Söldnertruppen unter mehr als einem Dutzend zweifelhafter religiöser Flaggen haben allmählich ihre Herrschaft über die Region ausgedehnt, hin und wieder tragischerweise auch mit Hilfe einiger westlicher Länder. Kurz gesagt, das Szenario könnte nicht ‚chaotischer‘ sein. Auch wenn Boltons Vision nicht als ‚biblisch‘ verstanden werden sollte, könnten sich die Dinge durchaus in diese Richtung entwickeln.

Libyen könnte neue IS-Hochburg werden

Zunächst einmal hat der von Schiiten regierte Iran die sunnitische Türkei davor gewarnt, Truppen in die vom IS kontrollierte Region Mossul im Irak zu entsenden. Washington bereitet unterdessen gemeinsam mit der Achse Paris-London den Weg für weitere Militäraktionen. Das sunnitisch-wahhabitische Saudi-Arabien arbeitet intensiv mit dem sunnitischen Ägypten an einer gemeinsamen militärischen Interventionsstreitmacht, die den Terrorismus bekämpfen soll. Und der schiitische Iran hat klargestellt, dass ein jeglicher Versuch, Assad aus dem Amt zu entfernen, an eine rote Linie stoßen würde.

Eine letzte Frage bleibt: Wohin würde die IS-Miliz gehen, wenn sie militärisch geschlagen wäre? Libyen könnte ihre nächste Hochburg werden. Dem Land fehlt es an Stabilität, zugleich befinden sich dort bis zu 25 Millionen Waffen, über die die Regierung keine Kontrolle hat. Zudem ist der Staat ein großer Erdölproduzent, und der IS unterhält dort bereits einen aktiven Arm. Wenn diese Situation einträte, würde der IS dann seine todbringenden Operationen von Libyen aus in Nachbarländer wie Ägypten, Tunesien und Marokko hinein ausdehnen und außerdem in einigen afrikanischen Staaten gemeinsame Sache mit der nigerianischen Gruppe Boko Haram machen? (Ende/IPS/ck/16.12.2015)

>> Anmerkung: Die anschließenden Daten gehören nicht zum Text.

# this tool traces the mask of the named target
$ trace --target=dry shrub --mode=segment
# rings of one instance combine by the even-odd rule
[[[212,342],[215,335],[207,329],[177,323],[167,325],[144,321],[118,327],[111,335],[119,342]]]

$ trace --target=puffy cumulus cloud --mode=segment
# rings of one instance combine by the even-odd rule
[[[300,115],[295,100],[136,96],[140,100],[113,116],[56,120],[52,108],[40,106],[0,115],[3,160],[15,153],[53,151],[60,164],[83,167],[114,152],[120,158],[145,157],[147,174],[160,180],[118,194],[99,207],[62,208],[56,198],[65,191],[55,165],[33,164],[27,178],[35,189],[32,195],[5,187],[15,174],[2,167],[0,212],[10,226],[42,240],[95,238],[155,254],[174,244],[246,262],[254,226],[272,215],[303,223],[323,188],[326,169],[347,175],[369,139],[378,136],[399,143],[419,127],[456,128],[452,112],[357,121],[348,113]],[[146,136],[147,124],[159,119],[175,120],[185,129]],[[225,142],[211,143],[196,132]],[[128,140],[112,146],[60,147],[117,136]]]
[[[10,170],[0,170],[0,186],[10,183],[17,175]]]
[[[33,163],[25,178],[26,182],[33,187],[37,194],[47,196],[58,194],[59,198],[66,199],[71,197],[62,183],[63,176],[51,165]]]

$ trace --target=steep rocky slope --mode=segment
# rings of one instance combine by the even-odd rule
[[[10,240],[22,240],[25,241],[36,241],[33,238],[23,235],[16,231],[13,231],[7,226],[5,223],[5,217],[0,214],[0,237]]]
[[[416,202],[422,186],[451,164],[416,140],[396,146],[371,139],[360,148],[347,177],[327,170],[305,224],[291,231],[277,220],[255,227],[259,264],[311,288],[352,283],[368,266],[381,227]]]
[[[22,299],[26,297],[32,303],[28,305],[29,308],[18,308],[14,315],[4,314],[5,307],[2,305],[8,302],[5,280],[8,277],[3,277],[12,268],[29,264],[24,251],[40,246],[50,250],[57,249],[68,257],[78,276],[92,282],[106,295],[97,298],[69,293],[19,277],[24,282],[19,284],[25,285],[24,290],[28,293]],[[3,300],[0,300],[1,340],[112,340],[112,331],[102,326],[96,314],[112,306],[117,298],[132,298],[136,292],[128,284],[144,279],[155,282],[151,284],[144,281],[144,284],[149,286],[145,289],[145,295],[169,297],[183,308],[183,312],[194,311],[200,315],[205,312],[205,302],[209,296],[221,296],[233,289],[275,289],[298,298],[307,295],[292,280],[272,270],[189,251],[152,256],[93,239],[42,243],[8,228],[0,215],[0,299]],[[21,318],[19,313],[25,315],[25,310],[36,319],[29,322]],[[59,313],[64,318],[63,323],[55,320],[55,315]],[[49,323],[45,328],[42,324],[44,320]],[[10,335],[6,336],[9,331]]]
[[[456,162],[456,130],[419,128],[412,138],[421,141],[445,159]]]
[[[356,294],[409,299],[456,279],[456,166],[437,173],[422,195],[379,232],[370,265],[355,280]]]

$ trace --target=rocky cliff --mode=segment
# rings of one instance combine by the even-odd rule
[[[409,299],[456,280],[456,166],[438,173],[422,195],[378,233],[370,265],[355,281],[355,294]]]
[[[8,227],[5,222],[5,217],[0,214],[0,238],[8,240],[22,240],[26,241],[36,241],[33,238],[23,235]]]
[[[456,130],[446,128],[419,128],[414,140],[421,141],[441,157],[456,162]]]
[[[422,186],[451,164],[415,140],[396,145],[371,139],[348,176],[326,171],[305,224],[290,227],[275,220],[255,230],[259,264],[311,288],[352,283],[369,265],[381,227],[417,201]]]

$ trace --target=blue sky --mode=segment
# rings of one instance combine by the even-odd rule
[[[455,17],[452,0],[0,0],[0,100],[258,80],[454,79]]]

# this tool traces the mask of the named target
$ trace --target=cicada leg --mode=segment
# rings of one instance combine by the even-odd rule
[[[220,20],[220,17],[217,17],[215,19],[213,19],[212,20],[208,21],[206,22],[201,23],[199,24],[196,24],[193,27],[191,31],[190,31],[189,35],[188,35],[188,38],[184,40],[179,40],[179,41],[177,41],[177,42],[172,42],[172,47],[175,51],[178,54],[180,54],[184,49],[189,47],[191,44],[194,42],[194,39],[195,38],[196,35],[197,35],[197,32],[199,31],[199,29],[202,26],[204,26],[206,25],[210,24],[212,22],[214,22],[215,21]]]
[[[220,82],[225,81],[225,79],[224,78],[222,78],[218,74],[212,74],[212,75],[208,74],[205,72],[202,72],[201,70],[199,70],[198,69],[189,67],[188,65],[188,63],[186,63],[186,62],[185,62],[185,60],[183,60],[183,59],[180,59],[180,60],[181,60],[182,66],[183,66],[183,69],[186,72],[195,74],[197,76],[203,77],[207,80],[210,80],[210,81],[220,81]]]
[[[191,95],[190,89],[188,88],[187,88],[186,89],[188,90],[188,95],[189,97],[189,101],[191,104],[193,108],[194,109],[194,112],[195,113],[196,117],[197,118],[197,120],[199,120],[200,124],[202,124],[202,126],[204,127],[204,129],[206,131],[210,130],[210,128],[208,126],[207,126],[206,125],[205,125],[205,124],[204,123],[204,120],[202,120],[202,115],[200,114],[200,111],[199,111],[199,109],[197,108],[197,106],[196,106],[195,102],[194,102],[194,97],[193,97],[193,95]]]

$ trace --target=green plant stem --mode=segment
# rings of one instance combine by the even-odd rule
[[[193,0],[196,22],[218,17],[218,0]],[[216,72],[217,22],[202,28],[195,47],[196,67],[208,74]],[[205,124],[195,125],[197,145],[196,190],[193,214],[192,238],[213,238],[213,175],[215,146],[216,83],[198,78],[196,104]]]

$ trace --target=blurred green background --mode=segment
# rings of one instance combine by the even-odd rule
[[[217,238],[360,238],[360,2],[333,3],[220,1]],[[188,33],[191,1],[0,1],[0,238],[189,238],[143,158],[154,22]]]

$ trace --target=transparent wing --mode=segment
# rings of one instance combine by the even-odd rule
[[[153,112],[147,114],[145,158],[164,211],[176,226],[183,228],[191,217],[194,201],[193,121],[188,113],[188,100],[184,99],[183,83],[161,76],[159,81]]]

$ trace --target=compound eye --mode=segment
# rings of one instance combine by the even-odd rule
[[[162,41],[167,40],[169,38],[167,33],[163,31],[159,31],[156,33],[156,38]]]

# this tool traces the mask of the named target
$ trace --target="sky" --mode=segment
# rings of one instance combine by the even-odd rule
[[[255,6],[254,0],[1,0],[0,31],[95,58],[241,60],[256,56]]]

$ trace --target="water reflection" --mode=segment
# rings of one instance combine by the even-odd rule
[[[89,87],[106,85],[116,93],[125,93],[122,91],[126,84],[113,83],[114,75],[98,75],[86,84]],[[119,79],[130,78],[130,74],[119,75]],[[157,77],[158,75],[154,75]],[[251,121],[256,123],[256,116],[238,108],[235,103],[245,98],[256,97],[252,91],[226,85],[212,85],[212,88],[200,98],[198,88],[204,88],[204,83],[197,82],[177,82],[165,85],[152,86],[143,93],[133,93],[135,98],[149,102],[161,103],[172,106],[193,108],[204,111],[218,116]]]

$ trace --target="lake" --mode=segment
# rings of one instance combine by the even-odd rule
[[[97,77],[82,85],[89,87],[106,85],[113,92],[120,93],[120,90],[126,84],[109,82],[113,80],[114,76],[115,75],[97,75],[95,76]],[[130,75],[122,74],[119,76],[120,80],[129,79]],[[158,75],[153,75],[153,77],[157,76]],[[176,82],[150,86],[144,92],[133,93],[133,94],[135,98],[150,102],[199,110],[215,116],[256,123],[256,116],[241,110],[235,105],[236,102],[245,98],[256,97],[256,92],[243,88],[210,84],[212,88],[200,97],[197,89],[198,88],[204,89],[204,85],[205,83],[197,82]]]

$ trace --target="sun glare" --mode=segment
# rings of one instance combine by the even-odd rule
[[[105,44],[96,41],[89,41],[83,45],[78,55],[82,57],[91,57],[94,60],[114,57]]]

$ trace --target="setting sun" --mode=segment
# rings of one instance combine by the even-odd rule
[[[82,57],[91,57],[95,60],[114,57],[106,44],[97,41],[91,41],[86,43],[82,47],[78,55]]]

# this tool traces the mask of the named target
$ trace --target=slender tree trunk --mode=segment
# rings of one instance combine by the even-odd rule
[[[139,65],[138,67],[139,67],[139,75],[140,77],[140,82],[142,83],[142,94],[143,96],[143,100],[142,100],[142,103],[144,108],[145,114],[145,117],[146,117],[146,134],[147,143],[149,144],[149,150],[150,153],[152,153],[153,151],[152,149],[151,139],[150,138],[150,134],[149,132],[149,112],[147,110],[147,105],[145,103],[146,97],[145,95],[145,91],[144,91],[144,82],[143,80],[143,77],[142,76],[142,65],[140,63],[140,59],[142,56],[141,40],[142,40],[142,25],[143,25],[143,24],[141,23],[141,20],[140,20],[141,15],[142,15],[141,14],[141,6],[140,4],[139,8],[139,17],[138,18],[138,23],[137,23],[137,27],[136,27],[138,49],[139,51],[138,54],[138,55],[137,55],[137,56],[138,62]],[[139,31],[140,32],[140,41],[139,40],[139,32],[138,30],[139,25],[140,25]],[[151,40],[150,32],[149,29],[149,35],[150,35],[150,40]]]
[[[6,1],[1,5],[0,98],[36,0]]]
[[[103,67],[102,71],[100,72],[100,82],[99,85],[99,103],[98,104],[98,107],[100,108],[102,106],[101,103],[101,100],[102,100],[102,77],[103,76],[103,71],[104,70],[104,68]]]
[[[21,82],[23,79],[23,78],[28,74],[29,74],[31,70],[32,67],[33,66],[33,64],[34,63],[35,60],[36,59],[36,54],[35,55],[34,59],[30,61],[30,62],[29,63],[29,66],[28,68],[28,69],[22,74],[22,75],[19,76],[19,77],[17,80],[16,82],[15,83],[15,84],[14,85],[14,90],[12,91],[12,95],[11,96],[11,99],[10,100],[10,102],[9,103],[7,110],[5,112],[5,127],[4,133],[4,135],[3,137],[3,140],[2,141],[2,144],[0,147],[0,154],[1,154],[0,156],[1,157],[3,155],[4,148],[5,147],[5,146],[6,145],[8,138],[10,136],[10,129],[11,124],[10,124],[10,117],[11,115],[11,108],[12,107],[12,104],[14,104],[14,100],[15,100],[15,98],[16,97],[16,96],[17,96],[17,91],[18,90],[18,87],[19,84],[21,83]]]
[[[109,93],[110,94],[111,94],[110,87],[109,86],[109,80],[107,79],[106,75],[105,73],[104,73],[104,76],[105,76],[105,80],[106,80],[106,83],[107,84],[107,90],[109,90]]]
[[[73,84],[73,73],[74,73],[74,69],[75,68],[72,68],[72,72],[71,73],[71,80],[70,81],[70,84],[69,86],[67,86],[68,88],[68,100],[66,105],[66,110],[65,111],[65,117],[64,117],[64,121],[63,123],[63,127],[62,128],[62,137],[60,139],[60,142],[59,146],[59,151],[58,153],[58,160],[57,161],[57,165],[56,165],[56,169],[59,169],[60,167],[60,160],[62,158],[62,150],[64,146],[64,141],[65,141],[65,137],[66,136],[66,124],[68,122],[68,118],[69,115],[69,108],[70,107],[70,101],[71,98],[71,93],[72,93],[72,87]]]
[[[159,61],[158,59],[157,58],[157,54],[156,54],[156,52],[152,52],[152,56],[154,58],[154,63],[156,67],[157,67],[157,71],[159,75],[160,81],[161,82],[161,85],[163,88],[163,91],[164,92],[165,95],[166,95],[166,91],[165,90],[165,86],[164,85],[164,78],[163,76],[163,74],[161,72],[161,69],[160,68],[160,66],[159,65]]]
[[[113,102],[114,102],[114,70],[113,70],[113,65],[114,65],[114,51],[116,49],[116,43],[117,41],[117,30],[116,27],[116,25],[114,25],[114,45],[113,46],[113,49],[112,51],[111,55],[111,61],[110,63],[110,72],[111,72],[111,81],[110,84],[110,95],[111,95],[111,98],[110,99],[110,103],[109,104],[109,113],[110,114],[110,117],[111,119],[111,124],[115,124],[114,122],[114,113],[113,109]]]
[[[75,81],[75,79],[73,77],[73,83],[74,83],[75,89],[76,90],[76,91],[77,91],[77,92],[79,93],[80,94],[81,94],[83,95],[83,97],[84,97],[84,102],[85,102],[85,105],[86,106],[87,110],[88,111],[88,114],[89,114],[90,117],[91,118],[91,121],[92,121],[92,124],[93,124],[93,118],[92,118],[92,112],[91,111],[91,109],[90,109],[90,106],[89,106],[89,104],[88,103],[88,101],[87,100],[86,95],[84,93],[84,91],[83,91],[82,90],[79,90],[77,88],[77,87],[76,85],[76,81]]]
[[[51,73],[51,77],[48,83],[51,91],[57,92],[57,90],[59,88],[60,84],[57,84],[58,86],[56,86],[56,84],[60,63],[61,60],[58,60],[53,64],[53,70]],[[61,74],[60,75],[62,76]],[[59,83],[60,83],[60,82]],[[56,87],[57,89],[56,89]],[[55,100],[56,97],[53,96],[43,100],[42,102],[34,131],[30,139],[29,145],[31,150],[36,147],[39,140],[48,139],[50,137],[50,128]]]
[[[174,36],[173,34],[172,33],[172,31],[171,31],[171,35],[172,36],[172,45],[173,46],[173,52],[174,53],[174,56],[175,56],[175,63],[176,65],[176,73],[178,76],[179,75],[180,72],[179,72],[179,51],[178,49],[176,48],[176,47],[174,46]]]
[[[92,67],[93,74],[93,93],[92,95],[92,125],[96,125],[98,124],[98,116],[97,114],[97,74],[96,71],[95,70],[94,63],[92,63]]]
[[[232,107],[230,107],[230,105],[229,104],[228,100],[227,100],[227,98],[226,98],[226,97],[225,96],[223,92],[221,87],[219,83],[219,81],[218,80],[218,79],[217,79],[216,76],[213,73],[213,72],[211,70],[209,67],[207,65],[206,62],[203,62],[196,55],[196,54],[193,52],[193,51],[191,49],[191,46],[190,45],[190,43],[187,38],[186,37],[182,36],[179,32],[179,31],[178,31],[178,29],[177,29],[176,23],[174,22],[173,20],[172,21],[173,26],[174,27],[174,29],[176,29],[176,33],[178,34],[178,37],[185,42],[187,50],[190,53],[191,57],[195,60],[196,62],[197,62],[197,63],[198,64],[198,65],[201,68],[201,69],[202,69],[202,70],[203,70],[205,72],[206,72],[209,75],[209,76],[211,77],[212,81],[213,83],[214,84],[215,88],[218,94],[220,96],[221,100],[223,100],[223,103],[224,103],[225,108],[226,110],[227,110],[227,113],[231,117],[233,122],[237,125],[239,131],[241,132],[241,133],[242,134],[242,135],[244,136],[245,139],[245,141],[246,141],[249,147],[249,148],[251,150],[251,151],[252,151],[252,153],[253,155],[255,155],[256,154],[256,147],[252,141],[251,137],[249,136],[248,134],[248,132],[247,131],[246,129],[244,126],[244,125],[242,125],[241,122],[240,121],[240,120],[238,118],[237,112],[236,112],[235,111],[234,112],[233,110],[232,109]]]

* Baher Kamal, spanischer Journalist ägyptischer Herkunft, ist Experte für Entwicklungsfragen. Für IPS schreibt er hier über die aktuelle Lage im Nahen Osten.

„Deadly Dust“ – „Todes-Staub“ – abgereicherte URAN-Munition – „depletede Uran“

bewusst herbeigeführter „GENOZID“ – !?“MASSEN-VERNICHTUNGS-WAFFE“  abgereichertes Uran?!